А вот профессор Питер Хиггс, получивший совместно с Франсуа Энглером премию по физике в 2013 году за открытие бозона Хиггса, вообще специально уехал за город, подальше от всех, чтобы быть вне доступа. Его имя накануне объявления лауреатов было на слуху, и он сознательно хотел избежать шумихи.

Часто премию получают за открытие, сделанное много десятилетий назад. что лауреаты говорят в таких случаях?

Как-то мы позвонили лауреату и сообщили, что он получил премию за открытие, которое сделал много лет назад, — а он к тому моменту уже оставил научную деятельность, уехал в Индонезию и вообще с трудом смог припомнить, о чем речь.
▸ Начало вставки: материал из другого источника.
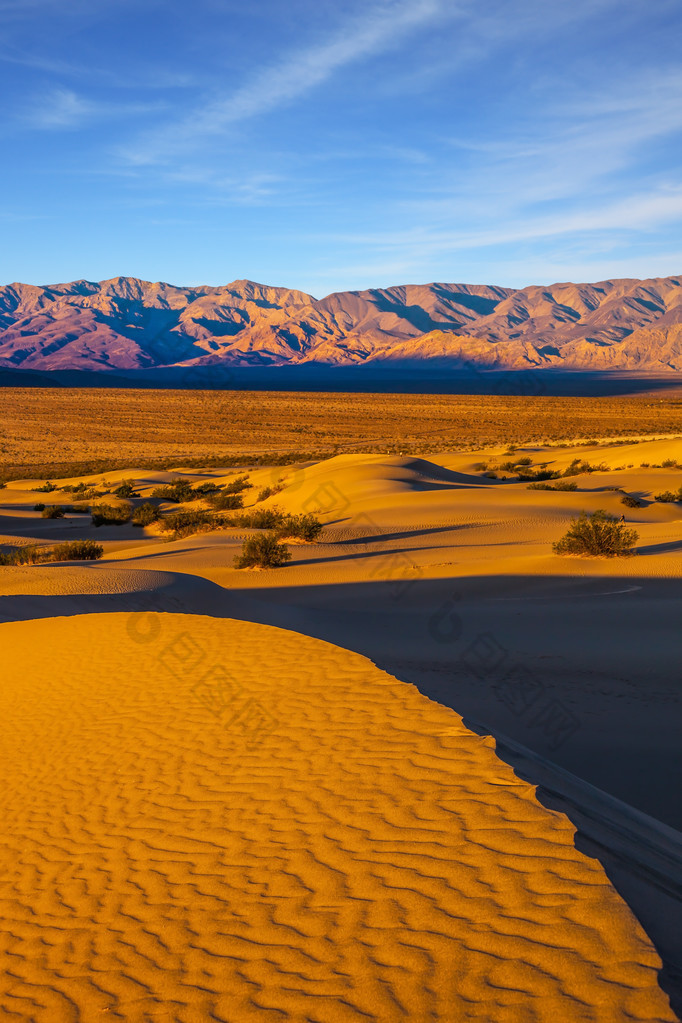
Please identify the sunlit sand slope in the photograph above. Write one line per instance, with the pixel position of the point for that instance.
(208, 819)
Здесь проблема в том, что между появлением определенной теории или научной разработки и их верификацией проходят годы.

Взять тот же бозон Хиггса. Теоретическое обоснование было опубликовано в 1964 году и занимало всего одну страницу. Но лишь в 2012-м, во время испытаний в Большом адронном коллайдере, оно подтвердилось. Когда в 2011 году Тумас Транстрёмер стал лауреатом по литературе, он уже не мог говорить — после инсульта, который пережил много лет назад. Другой лауреат скончался от рака через несколько дней после присуждения премии. На сцену за наградой вышла его вдова, а лекцию прочитал более молодой коллега.

Но это единичные случаи: обычно даже те лауреаты, которым за 80, такие энергичные и бодрые, что проблем не возникает. С тем же профессором Хиггсом я встретился перед церемонией вручения, мы с ним познакомились и очень душевно пообщались.